StudieForschungsprojekt über Wechseljahre im Arbeitsleben präsentiert erste Ergebnisse

26. Dezember 2023, 05:00 Uhr

Jede vierte Befragte muss in den Wechseljahren beruflich kürzer treten. Das ist eines der Zwischenergebnisse der Studie MenoSupport. Das Projekt, das an der Hochschule für Wirtschaft und Recht in Berlin angesiedelt ist, will dem Tabuthema Wechseljahre mehr Aufmerksamkeit verschaffen – und Aufklärungsarbeit leisten.

Es waren zwei Zahlen, die in diesem Jahre für Aufsehen sorgten. Jede zweite britische Frau in den Wechseljahren überlegt, im Job kürzer zu treten oder ganz auszusteigen. Durch den Arbeitsausfall von Frauen in den Wechseljahren entsteht der US-Wirtschaft jährlich ein Schaden von 27 Milliarden US-Dollar. Politik und Wirtschaft sind alarmiert, mittlerweile auch in Deutschland. Um diese Thematik wissenschaftlich zu beleuchten, startete ein Forschungsprojekt an der Hochschule für Wirtschaft und Recht in Berlin. Die Studie MenoSupport ist die erste dieser Art in Deutschland und hat erste Zwischenergebnisse präsentiert.
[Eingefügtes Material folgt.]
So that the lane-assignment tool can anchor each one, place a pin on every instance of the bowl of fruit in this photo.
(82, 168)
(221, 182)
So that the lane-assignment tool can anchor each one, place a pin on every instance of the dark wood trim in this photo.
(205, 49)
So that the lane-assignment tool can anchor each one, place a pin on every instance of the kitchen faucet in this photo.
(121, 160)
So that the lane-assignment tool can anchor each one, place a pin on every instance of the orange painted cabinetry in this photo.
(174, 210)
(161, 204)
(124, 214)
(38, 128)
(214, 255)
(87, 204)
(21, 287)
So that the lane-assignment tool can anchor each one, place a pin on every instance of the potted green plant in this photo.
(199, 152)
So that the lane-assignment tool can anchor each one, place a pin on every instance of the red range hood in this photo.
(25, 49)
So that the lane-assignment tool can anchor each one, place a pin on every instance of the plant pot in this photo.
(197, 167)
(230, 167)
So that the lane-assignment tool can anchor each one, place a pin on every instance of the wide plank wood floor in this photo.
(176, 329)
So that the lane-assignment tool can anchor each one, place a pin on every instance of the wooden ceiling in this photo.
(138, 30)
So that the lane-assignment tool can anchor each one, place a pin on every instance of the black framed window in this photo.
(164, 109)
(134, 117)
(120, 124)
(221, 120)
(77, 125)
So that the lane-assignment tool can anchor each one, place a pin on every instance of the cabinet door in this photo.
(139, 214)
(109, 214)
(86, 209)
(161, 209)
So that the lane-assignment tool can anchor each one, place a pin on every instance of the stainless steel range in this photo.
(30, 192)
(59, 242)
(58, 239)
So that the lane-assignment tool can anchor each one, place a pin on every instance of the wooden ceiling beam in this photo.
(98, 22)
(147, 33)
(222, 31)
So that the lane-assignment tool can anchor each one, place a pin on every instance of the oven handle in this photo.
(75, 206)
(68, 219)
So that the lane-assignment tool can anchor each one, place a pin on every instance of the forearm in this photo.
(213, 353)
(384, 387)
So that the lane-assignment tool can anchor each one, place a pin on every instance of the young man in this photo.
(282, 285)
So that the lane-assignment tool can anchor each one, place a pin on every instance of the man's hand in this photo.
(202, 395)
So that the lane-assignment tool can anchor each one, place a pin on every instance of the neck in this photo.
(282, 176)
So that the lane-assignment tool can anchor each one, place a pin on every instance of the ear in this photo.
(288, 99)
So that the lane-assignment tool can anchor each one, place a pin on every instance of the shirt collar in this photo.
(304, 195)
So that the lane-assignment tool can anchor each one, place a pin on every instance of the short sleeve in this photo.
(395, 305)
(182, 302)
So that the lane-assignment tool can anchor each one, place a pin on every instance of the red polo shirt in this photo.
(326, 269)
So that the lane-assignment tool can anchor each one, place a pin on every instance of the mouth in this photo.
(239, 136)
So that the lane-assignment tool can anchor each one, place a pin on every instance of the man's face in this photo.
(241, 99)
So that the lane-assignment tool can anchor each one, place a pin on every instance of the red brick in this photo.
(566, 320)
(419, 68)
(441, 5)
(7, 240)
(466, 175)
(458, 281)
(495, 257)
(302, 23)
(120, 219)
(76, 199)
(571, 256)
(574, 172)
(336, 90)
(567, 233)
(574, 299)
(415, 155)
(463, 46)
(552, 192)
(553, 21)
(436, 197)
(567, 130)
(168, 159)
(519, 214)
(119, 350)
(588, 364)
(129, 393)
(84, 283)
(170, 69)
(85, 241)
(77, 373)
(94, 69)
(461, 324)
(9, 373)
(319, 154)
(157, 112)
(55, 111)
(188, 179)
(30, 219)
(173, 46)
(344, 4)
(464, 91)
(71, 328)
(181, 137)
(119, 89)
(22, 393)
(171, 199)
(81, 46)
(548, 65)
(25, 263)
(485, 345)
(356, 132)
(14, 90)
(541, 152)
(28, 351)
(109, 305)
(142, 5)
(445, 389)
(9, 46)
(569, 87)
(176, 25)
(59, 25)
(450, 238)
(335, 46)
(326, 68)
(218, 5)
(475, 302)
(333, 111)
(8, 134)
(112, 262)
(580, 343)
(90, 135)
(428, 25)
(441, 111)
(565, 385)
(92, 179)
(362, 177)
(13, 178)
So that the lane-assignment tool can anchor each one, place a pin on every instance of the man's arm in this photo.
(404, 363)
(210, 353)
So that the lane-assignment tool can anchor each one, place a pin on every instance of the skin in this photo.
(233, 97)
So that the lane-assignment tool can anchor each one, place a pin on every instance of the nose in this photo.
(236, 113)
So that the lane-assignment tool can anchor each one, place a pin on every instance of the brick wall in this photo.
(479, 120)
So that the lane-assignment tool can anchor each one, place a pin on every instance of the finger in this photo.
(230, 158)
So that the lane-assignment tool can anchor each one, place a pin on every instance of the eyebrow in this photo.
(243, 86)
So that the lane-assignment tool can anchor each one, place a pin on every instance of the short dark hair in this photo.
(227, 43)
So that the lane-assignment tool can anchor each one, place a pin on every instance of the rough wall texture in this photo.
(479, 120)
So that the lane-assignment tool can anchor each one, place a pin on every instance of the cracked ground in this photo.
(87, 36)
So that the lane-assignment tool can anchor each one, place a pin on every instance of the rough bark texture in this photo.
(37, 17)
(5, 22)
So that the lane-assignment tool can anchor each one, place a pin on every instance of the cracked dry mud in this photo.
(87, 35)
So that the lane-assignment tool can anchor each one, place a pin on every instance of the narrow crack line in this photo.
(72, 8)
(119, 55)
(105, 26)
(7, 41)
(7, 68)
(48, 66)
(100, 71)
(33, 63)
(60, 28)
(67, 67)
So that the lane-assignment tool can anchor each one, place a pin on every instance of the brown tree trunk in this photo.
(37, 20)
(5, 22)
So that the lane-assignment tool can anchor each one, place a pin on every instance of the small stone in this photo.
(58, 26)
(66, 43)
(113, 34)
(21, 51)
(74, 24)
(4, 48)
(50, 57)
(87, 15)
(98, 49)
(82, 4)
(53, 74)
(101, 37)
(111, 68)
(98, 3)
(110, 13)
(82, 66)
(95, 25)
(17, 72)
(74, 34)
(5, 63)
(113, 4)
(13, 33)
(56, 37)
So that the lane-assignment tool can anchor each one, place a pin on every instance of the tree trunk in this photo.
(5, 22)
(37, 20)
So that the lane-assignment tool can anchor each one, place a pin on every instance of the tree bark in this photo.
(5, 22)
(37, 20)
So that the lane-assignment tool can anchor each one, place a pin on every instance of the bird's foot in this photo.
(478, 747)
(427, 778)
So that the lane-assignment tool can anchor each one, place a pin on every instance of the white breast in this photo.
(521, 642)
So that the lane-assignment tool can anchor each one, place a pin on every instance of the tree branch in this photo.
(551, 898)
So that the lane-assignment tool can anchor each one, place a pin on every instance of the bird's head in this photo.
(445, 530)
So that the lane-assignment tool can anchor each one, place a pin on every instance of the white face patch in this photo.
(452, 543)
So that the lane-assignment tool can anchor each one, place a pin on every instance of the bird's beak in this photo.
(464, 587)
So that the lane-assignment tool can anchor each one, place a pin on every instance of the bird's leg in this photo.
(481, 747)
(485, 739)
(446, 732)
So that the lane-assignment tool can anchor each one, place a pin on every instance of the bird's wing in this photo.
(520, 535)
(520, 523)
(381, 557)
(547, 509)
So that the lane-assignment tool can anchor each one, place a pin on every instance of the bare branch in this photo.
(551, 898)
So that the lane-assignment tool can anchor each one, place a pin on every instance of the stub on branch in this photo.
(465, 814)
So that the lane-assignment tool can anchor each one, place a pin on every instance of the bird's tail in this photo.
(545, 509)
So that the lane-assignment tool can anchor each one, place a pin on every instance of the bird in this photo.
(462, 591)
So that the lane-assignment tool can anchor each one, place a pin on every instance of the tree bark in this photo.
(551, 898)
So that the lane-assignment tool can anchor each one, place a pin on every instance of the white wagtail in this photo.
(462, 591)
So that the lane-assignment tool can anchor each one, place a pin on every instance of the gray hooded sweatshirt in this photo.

Daniela ist eine gestandene Frau im Schuldienst und sie kennt die besonderen Herausforderungen der Wechseljahre. Sie hat viele Jahre Berufserfahrung gesammelt, ist empathisch, engagiert. Doch vor ein paar Jahren ging es dann plötzlich los: "Ja, man steht mit Ende 40 mitten im Berufsleben. Hat Kinder, hat einen Haushalt, hat eine Beziehung und versucht dem allen gerecht zu werden. Und man merkt, dass doch die Kräfte einfach nachlassen und dass man nicht mehr so sortiert ist. Und ich glaube, zu diesem Zeitpunkt dachte ich, es wäre ein Versagen meinerseits", sagt Daniela. Erst später sei ihr die natürliche Ursache klargeworden.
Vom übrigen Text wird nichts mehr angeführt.